Abnehmen und Gewicht halten: so gelingt's
Von Ingrid Teufl
KURIER: Frau Amon, Sie sind Sprechtrainerin. Warum schreiben Sie ein Buch übers Essen?
Ingrid Amon: Ich wollte vermitteln, dass da jemand steht, der weiß‚ wovon er redet. Denn ich finde, es ist nicht ehrlich, wenn man 20 Kilo in zehn Wochen abnimmt und glaubt, dann ist alles wunderbar. Die wenigsten sagen konkret, wie es weitergeht. Anlässlich meines 50. Geburtstags fragten mich viele Bekannte, wie ich es schaffe, mein Gewicht seit so langer Zeit zu halten. Da habe ich erst darüber nachgedacht und mir wurde bewusst, dass ich entscheidende Schritte gesetzt habe.
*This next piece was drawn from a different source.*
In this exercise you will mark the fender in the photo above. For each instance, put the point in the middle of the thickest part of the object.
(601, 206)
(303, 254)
Welche Schritte waren das?Der größte war die Entscheidung, genau hinzuschauen. Denn Essen kann ja niemand sonst für mich. Wenn es um das Gewicht geht, geht es für Übergewichtige immer ans Eingemachte. Es braucht Mut, sich mit dem Thema auseinanderzusetzen. Man kann nicht einfach hergehen und seine Ernährung "umstellen". Wenn es mich nicht befriedigt, werde ich keinen langfristigen Erfolg haben.
Also besser gar nicht erst mit einer Diät, bei der ich verzichten muss, beginnen?
Diäten sind fremde Systeme und gut für einen bestimmten Zeitraum. Sie funktionieren meist tadellos, weil wir dabei grundsätzlich weniger Energie zu uns nehmen, als wir normalerweise verbrauchen. Ich finde Diäten gut, die einem gleichzeitig etwas beibringen über das Essverhalten. Bei der Mayr-Kur lernt man zum Beispiel gleichzeitig, richtig zu kauen. Ich habe mir zum Beispiel angewöhnt, die ersten drei Bissen immer so lange zu kauen, bis sie im Mund flüssig geworden sind. Was aber Diäten nie oder fast nie bieten, ist Gewichtsstabilität danach. Nach der Diät stehen wir wieder alleine da. Gewicht halten hat eine andere Zielsetzung.Essen muss ein Ich-System sein – und kein Fremd-System.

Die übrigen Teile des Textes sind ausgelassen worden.